BOSTON — He predicted the fall of the Soviet Union. He predicted the explosive spread of the Internet and wireless access.
Now futurist and inventor Ray Kurzweil is part of distinguished panel of engineers that says solar power will scale up to produce all the energy needs of Earth's people in 20 years.
There is 10,000 times more sunlight than we need to meet 100 percent of our energy needs, he says, and the technology needed for collecting and storing it is about to emerge as the field of solar energy is going to advance exponentially in accordance with Kurzweil's Law of Accelerating Returns. That law yields a doubling of price performance in information technologies every year.
Kurzweil, author of "The Singularity Is Near" and "The Age of Intelligent Machines," worked on the solar energy solution with Google Co-Founder Larry Page as part of a panel of experts convened by the National Association of Engineers to address the 14 "grand challenges of the 21st century," including making solar energy more economical. The panel's findings were announced here last week at the annual meeting of the American Association for the Advancement of Science.
Solar to compete in five years
Solar and wind power currently supply about 1 percent of the world's energy needs, Kurzweil said, but advances in technology are about to expand with the introduction of nano-engineered materials for solar panels, making them far more efficient, lighter and easier to install.
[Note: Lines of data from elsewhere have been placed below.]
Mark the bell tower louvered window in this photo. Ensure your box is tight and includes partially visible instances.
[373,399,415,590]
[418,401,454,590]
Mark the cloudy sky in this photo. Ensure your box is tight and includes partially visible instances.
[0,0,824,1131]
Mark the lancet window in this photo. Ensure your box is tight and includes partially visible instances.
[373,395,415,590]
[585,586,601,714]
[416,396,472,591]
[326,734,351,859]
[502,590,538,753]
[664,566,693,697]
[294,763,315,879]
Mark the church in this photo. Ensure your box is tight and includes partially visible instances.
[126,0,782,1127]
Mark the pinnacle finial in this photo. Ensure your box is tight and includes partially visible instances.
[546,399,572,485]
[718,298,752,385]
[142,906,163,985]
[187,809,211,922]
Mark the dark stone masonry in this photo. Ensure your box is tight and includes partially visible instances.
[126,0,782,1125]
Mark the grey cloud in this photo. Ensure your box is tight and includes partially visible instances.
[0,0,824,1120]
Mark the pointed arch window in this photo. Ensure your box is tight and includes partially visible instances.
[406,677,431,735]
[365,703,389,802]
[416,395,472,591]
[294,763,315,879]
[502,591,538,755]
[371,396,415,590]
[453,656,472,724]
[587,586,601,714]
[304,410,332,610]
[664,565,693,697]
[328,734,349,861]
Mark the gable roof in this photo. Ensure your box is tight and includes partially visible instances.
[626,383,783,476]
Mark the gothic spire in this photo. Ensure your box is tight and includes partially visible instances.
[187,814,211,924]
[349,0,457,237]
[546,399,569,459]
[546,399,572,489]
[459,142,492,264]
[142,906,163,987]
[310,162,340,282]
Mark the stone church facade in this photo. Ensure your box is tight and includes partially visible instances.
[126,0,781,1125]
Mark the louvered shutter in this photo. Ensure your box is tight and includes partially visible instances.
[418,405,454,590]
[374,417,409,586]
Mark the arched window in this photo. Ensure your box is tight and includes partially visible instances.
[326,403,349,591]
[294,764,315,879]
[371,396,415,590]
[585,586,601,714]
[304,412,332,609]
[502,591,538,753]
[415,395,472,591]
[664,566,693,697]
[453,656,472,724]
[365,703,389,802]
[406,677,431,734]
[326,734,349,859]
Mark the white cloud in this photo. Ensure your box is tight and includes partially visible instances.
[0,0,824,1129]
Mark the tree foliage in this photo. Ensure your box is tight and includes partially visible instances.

Google has invested substantially in companies pioneering these approaches.
Regardless of any one technology, members of the panel are "confident that we are not that far away from a tipping point where energy from solar will be [economically] competitive with fossil fuels," Kurzweil said, adding that it could happen within five years.
The reason why solar energy technologies will advance exponentially, Kurzweil said, is because it is an "information technology" (one for which we can measure the information content), and thereby subject to the Law of Accelerating Returns.
"We also see an exponential progression in the use of solar energy," he said. "It is doubling now every two years. Doubling every two years means multiplying by 1,000 in 20 years. At that rate we'll meet 100 percent of our energy needs in 20 years."
Other technologies that will help are solar concentrators made of parabolic mirrors that focus very large areas of sunlight onto a small collector or a small efficient steam turbine. The energy can be stored using nano-engineered fuel cells, Kurzweil said.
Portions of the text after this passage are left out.